At one time in Hollywood, he was the “it” guy for action movies. He also was called upon for comedy and drama. He was tangible and believable. He was chiseled of granite and could kick some serious tail.
He was Wesley Snipes, and still is one of the most underrated stars of his generation.
What began in Wildcats (Trumaine), Major League (Willie Mays Hayes), and the iconic White Men Can’t Jump (Sidney Deane), became Passenger 57 (John Cutter), Demolition Man (Simon Phoenix), and the irrefutable genius of New Jack City (Nino Brown). When folk wanted to test is acting chops, Snipes does Sugar Hill (Roemello), Mo Better Blues (Shadow Henderson), and later in his career Brooklyn’s Finest (Caz).
Dude could do it all. And then in 1998, an idea came to him that was too irresistible to refuse. The movie was Blade. And with it, came the keys to the kingdom we now know as CBMs and the opportunity for superheroes to look different and not wear capes.
That flick still holds up! And while many of today’s comic book movie fans forget, Snipes is who we have to thank for any multiverse and hero of color. Anywhere.
Oh, and the movie — a comic book movie — was rated R. In 1998! (You’re welcome, Logan and Deadpool.)
Blade was a blood moon eclipse ahead of its time, only no one was wise enough to see why. It took the heart of a graphic novel series and hit CTRL + C to paste it in film.
At the time of this writing, the trendsetting daywalker turns 20 in movie years. THR did a brilliant write-up on Snipes to commemorate the platinum anniversary. In the details, some of us discover some pet project of Snipes that was turned down and led to the filming of Blade.

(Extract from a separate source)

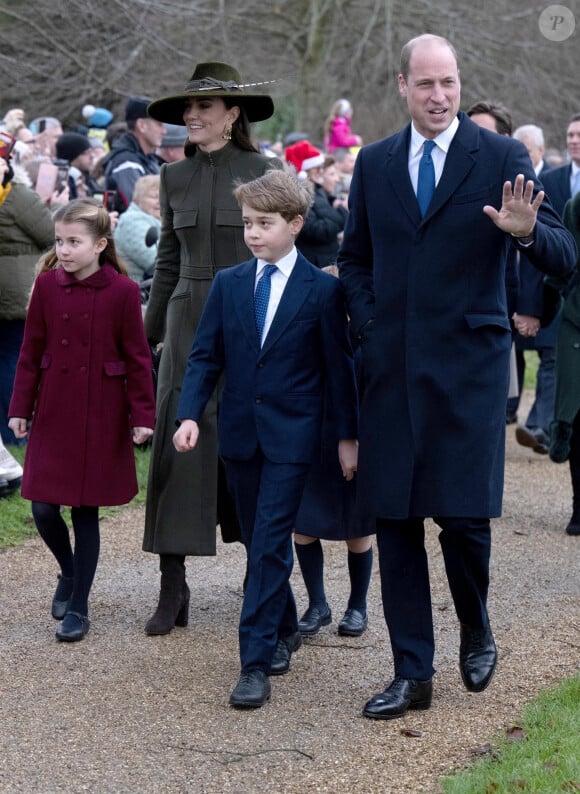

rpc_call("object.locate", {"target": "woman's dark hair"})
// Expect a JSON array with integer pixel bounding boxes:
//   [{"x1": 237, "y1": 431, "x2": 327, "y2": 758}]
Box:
[{"x1": 184, "y1": 97, "x2": 260, "y2": 157}]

“I think Black Panther spoke to me because he was noble, and he was the antithesis of the stereotypes presented and portrayed about Africans, African history and the great kingdoms of Africa,” Snipes tells THR. “It had cultural significance, social significance. It was something that the black community and the white community hadn’t seen before.”
Incidentally, while Chadwick Boseman’s demeanor, accent, and persona was majestic as T’Challa, his battle scenes could have been completely done by Snipes himself. You see, all those fighting scenes in some of the aforementioned movies, as well the Expendables or Art of War are all Snipes.
He’s a 5th degree black belt in Shotokan Karate and a 2nd degree black belt in Hapkido.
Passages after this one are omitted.